The way it works: For each residue the accessibility is calculated. These values are divided by the "vacuum accessibility" of the residue type, resulting in an "accessibility fraction". These numbers are now sorted from low to high. We then expect PHE residues to appear in the beginning of the array. Using mean and standarddeviation for the location in the array from the WHAT IF database, a Z-score is calculated for each residue. (At this moment, the average location of PHE is 0.301 into the array, with a standarddeviation of 0.197, For GLU these values are 0.593 and 0.209, showing a much higher tendency to be relatively outside). The Z-scores for the residues are used to calculate an RMS Z-score for the structure.

Due to the way this check works, for NMR ensembles the result is slightly different if a model is examined alone or in the context of other models. We think the result in the context of other models might actually be a more accurate result, so we will not ``fix'' this.

Individual Checks: Other tools

Verifying normality of surfaces (ACCCHK)

The command ACCCHK will calculate and evaluate accessible surfaces. It will indicate whether the distribution of polar and apolar accessible and buried atoms looks normal or not. At present I am not sure yet how to interpret the numbers.... This option is not used for the FULCHK report. Please see INOCHK for an alternative where a better interpretation exists.

Unsatisfied buried H-bond donors and acceptors (BPOCHK)

The command BPOCHK will cause WHAT IF to list all buried unsatisfied hydrogen bond donors or acceptors. This check uses a very straightforward definition of a hydrogen bond. A more sophisticated check of unsatisfied hydrogen bond potential is part of the HNQCHK.

Hydrogen bond network checks (HNQCHK)

HNQCHK performs a set of commands from the HBONDS menu in a row, having to do with the HB2 options. For this a complete calculation is done of the optimal hydrogen bond network in the protein. A number of warnings can be generated from the result.

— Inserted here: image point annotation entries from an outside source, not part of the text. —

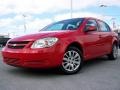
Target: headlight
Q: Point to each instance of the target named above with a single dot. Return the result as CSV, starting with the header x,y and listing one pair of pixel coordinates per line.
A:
x,y
45,42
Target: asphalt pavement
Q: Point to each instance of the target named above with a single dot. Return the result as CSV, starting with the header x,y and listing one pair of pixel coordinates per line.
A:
x,y
98,74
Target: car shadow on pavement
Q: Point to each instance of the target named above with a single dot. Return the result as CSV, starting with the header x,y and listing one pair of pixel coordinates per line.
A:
x,y
55,71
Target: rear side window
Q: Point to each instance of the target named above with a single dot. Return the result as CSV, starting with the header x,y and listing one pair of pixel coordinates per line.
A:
x,y
92,22
103,27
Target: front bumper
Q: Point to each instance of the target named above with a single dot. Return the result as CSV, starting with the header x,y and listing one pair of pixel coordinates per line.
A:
x,y
33,58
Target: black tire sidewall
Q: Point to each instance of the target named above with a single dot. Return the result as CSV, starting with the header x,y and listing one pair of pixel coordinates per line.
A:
x,y
78,69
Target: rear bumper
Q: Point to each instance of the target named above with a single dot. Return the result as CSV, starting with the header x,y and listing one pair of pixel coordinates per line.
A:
x,y
33,58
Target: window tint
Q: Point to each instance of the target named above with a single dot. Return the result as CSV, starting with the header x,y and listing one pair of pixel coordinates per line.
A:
x,y
91,23
103,26
70,24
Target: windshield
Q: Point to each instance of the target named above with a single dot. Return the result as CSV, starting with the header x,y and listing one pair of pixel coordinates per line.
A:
x,y
70,24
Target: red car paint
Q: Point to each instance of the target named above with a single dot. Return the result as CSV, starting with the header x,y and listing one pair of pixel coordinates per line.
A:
x,y
93,44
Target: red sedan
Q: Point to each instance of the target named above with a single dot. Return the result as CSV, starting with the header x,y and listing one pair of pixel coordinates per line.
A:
x,y
65,44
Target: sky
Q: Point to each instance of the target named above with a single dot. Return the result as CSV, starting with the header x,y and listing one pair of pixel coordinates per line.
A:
x,y
35,14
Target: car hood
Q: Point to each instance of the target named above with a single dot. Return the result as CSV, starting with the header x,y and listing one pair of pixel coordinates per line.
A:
x,y
41,34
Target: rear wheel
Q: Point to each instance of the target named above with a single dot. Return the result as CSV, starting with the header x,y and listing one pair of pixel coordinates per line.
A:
x,y
114,53
72,61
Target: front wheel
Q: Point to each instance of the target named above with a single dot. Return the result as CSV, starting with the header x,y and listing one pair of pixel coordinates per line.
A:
x,y
72,61
114,53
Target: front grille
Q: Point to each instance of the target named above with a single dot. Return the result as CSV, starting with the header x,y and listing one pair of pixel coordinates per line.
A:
x,y
14,61
17,44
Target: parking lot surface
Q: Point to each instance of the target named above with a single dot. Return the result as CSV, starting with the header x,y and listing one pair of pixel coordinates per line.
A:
x,y
98,74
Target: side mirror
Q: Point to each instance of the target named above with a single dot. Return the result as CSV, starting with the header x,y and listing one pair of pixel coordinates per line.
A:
x,y
90,28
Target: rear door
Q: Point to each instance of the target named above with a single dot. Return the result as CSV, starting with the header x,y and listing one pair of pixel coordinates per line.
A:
x,y
105,37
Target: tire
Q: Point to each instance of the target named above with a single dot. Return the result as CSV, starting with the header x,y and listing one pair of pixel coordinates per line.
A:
x,y
72,61
114,53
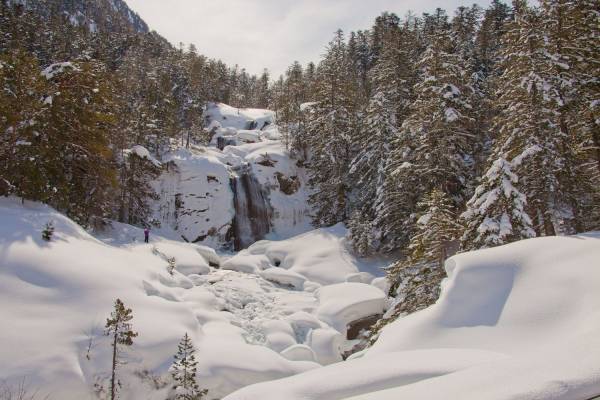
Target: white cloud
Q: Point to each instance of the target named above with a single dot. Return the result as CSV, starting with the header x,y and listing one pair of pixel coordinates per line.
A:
x,y
257,34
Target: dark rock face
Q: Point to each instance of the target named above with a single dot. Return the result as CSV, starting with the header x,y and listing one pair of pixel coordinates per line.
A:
x,y
252,219
354,328
287,185
104,15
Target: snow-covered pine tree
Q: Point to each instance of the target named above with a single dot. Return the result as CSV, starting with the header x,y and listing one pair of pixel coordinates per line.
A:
x,y
118,328
330,134
79,127
436,228
416,279
496,213
440,121
528,136
485,80
23,145
48,231
394,76
183,371
367,169
565,24
136,174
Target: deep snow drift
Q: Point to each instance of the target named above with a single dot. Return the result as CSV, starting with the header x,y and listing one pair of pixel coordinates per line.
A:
x,y
520,321
249,190
247,328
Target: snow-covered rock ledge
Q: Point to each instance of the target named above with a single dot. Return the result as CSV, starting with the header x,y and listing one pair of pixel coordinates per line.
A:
x,y
520,321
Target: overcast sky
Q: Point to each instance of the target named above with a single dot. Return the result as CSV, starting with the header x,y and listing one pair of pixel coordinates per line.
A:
x,y
257,34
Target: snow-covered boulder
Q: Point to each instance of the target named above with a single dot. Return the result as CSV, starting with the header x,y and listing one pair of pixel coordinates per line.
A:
x,y
299,352
343,303
360,277
515,322
283,277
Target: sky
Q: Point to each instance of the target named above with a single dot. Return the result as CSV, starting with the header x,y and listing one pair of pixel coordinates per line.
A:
x,y
258,34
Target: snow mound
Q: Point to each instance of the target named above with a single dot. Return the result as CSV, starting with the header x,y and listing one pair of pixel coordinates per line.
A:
x,y
347,302
283,277
320,256
58,294
515,322
196,192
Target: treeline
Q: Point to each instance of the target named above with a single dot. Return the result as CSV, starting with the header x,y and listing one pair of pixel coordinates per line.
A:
x,y
84,82
433,132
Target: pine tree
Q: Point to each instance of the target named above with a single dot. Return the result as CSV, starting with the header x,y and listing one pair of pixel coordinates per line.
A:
x,y
119,329
136,174
183,371
395,76
528,135
23,146
496,213
440,122
330,135
436,228
565,25
416,279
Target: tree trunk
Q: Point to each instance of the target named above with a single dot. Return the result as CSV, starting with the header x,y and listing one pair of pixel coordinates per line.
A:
x,y
113,390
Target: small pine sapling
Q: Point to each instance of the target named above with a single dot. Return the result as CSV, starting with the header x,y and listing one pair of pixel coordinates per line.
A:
x,y
171,266
119,329
183,371
48,231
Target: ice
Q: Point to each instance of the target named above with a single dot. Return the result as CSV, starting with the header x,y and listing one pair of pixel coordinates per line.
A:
x,y
58,68
321,256
518,321
234,196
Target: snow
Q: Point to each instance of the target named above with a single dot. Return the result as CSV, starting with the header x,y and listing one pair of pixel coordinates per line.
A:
x,y
58,68
283,277
53,292
519,321
237,117
320,256
142,152
196,197
346,302
246,327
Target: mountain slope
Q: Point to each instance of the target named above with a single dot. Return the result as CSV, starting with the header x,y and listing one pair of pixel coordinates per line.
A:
x,y
519,321
103,15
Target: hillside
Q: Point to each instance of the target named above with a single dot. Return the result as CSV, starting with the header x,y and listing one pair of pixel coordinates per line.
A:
x,y
516,322
414,215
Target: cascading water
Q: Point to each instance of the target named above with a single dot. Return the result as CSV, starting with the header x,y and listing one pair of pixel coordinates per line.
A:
x,y
252,219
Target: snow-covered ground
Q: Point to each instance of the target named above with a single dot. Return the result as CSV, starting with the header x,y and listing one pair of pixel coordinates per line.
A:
x,y
520,321
196,197
517,322
247,327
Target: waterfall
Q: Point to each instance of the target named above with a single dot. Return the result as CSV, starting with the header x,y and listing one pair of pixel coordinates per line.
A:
x,y
252,210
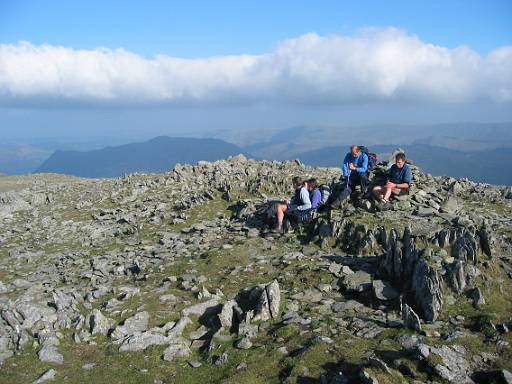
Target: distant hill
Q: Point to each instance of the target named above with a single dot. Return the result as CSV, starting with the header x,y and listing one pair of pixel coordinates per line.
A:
x,y
17,159
156,155
488,166
288,143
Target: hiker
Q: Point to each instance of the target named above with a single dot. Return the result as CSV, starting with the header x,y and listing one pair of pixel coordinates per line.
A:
x,y
315,195
300,202
355,168
399,178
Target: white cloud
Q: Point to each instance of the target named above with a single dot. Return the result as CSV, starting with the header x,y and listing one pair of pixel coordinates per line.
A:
x,y
373,65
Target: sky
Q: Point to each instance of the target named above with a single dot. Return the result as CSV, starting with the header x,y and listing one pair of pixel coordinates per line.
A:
x,y
131,68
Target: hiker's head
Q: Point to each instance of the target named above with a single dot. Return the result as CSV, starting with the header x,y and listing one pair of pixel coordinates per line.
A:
x,y
400,160
297,182
354,149
312,184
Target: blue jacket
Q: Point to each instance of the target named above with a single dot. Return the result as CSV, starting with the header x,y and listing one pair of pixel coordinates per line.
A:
x,y
361,162
399,176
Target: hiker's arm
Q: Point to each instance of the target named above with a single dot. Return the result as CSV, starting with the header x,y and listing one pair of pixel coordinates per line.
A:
x,y
402,186
304,196
315,200
346,170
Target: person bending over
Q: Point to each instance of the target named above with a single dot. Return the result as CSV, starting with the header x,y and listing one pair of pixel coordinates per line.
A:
x,y
299,202
399,179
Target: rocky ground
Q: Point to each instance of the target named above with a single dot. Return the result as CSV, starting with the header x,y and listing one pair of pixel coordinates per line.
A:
x,y
176,278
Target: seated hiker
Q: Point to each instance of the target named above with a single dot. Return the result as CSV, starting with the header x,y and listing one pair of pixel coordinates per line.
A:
x,y
299,203
315,195
399,178
355,168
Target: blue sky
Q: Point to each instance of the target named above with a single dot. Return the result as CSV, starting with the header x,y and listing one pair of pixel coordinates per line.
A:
x,y
178,67
205,28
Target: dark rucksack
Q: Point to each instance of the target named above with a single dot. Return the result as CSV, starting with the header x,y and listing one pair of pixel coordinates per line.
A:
x,y
325,190
372,157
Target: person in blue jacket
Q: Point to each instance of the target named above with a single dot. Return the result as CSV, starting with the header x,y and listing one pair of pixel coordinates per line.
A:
x,y
355,168
399,179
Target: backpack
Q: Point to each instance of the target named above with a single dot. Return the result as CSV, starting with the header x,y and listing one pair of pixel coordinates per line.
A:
x,y
325,190
372,157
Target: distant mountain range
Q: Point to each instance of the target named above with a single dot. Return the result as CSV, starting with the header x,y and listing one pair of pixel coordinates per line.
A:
x,y
480,152
488,166
160,154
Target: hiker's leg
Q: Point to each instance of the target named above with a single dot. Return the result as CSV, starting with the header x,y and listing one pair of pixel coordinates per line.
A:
x,y
387,194
281,210
396,192
363,180
377,191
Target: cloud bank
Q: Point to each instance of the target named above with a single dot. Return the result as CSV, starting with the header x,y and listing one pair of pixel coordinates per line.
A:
x,y
374,65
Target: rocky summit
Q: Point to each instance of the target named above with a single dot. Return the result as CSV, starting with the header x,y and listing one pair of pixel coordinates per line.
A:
x,y
178,278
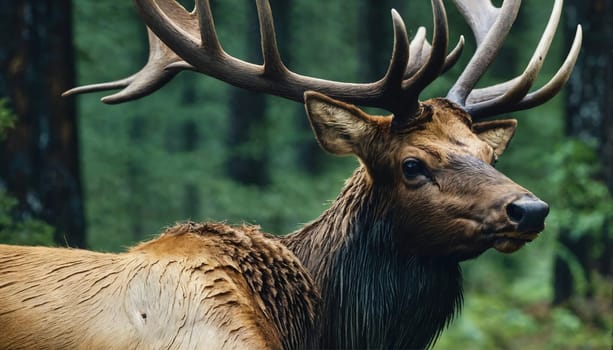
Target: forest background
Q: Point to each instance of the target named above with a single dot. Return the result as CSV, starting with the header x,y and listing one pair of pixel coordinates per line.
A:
x,y
76,172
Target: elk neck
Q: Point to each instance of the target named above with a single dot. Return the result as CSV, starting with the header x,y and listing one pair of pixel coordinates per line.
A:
x,y
374,296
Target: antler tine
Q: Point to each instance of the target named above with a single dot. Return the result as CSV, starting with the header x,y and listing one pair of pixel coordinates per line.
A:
x,y
432,69
188,40
513,91
490,27
414,84
273,65
206,25
535,98
400,55
420,51
511,95
162,65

The optimization of the hydrogen bond network considers two possibilities for the side-chain conformations of HIS, ASN and GLN residues. The X-ray experiment can not see the difference between the two conformations. If the orientation of the side chain of one of these residues in the optimized H-bond network is different from the orientation in the input file, a warning is given.

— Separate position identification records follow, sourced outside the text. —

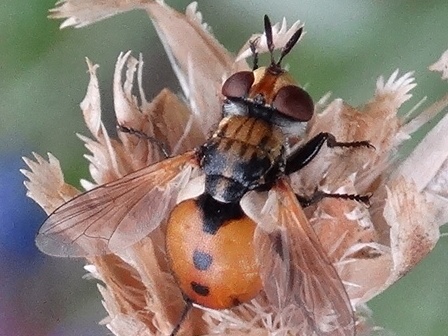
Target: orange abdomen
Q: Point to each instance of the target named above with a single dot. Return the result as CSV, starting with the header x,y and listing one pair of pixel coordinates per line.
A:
x,y
211,252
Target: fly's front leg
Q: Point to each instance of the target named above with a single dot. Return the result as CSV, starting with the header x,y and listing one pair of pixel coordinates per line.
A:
x,y
304,154
320,195
161,145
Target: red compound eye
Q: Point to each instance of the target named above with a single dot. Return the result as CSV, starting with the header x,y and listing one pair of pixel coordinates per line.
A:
x,y
294,102
238,85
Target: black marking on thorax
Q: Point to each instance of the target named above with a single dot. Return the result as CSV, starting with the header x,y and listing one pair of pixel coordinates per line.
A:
x,y
216,213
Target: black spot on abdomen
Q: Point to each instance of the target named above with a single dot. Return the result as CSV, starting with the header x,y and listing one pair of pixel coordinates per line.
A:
x,y
202,260
200,289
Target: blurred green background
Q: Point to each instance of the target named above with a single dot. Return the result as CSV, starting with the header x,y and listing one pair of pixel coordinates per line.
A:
x,y
349,43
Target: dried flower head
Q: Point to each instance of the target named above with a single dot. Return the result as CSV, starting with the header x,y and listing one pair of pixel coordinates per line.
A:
x,y
370,248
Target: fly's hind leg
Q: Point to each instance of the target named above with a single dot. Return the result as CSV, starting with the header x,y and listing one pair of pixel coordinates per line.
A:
x,y
304,154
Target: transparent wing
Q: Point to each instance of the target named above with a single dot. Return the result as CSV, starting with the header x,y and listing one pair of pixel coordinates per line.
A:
x,y
115,215
297,275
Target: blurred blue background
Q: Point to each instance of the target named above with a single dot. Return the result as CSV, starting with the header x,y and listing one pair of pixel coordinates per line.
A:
x,y
43,79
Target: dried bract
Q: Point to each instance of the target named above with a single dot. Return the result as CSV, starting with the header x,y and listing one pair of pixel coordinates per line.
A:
x,y
370,247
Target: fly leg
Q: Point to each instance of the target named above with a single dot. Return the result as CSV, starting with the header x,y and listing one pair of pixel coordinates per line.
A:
x,y
161,145
304,154
319,195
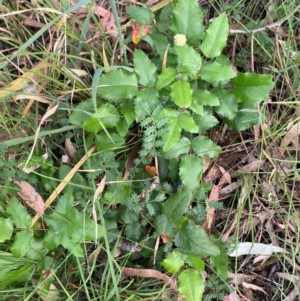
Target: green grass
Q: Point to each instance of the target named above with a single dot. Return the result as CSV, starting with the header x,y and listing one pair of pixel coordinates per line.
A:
x,y
264,208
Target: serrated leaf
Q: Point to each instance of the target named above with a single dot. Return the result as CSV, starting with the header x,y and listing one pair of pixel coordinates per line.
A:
x,y
6,227
204,147
104,143
187,20
189,60
22,243
216,72
251,87
177,204
144,68
18,275
165,78
18,214
191,285
215,37
192,239
187,123
173,262
106,116
190,171
228,105
246,117
182,147
148,98
205,98
220,262
181,94
117,85
140,14
195,262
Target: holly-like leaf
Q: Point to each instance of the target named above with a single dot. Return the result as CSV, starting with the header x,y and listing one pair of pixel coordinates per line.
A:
x,y
22,243
165,78
181,94
117,85
144,68
191,285
189,60
187,123
206,121
190,171
204,147
174,129
251,87
215,37
18,214
205,98
71,227
173,262
228,105
187,20
216,72
177,204
192,239
140,14
246,117
106,116
6,227
182,147
146,98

If any buried hydrogen bond donors do not have an acceptor, they are listed. In high resolution structures these do not occur, because it is energetically highly unfavourable!

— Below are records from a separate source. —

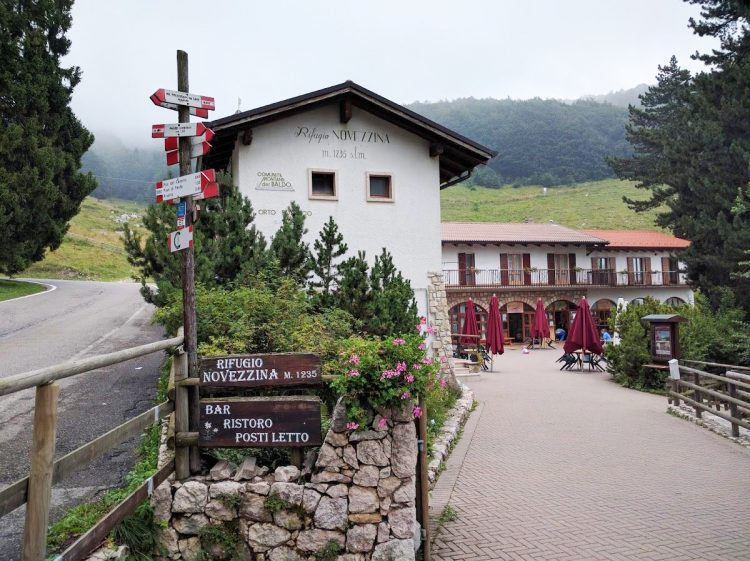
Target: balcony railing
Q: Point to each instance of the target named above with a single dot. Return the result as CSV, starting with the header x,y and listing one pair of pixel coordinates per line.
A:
x,y
512,278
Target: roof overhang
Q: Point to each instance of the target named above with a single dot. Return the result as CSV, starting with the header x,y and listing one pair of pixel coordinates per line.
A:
x,y
457,154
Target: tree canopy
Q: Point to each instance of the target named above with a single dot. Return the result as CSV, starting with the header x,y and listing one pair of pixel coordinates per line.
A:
x,y
41,140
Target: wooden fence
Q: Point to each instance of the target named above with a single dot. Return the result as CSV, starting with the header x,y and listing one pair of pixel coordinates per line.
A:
x,y
711,392
35,490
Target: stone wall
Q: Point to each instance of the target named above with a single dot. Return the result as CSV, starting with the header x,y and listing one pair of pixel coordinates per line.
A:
x,y
438,306
359,494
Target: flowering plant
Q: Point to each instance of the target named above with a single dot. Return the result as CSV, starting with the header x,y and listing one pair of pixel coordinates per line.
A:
x,y
381,375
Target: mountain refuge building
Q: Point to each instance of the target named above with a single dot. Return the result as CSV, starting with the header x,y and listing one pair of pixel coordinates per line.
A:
x,y
376,167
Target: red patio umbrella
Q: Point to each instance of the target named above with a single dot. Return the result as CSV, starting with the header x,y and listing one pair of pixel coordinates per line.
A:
x,y
495,339
470,326
583,333
540,328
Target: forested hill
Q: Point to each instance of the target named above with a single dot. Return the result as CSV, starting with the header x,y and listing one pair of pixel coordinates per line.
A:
x,y
539,141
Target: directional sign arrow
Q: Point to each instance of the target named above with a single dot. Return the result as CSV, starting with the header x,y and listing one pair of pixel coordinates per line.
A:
x,y
173,143
184,186
183,98
196,150
202,113
181,239
178,129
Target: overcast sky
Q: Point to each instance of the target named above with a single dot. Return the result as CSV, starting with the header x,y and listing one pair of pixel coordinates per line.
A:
x,y
406,50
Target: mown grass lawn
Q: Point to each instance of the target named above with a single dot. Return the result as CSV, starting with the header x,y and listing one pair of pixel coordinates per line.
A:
x,y
596,204
92,248
13,289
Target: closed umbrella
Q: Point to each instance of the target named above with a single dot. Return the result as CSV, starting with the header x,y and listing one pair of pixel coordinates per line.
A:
x,y
470,329
495,339
583,333
540,327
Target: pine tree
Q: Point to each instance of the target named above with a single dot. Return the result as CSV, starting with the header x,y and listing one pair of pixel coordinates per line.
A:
x,y
353,290
41,140
392,309
287,245
328,247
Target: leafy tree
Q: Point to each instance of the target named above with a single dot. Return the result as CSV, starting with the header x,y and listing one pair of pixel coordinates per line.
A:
x,y
392,308
227,244
41,140
328,247
287,245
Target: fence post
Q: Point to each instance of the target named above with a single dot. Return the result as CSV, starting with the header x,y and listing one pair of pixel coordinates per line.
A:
x,y
697,395
40,476
733,411
674,378
181,416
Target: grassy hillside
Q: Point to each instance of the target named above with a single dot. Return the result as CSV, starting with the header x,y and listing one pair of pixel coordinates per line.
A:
x,y
597,204
92,248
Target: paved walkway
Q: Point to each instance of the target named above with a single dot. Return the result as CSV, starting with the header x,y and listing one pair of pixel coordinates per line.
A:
x,y
570,466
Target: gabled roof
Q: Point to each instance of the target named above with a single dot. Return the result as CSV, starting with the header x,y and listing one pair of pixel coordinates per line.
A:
x,y
458,155
547,233
639,239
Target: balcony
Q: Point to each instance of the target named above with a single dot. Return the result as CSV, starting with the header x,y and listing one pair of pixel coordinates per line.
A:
x,y
505,278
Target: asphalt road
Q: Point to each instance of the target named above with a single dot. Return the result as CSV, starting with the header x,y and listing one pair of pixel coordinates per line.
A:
x,y
74,319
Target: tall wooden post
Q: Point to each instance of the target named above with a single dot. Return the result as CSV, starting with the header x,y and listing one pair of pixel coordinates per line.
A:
x,y
40,477
188,267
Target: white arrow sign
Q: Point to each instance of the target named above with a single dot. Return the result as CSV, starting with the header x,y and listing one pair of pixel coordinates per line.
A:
x,y
183,98
178,129
184,186
181,239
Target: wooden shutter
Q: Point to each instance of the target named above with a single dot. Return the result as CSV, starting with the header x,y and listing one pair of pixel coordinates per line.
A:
x,y
631,276
572,268
665,270
504,279
526,269
550,268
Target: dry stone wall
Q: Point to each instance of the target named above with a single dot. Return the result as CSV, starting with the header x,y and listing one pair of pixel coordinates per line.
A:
x,y
359,494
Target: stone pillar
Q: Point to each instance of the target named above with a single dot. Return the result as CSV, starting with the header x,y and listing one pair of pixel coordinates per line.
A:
x,y
441,342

If any polar side chain acceptor does not accept a hydrogen bond, the atom is listed.

From the optimized hydrogen bond network the protonation state of the HIS residues (HISD, HISE or HISH) can be deduced. Also, from the geometry of the HIS ring it is often possible to see which Engh and Huber parameters have been used for refinement. All these assignments are printed in a table. If the two assignments for a residue differ it is good to verify whether the correct parameters have been used for the refinement.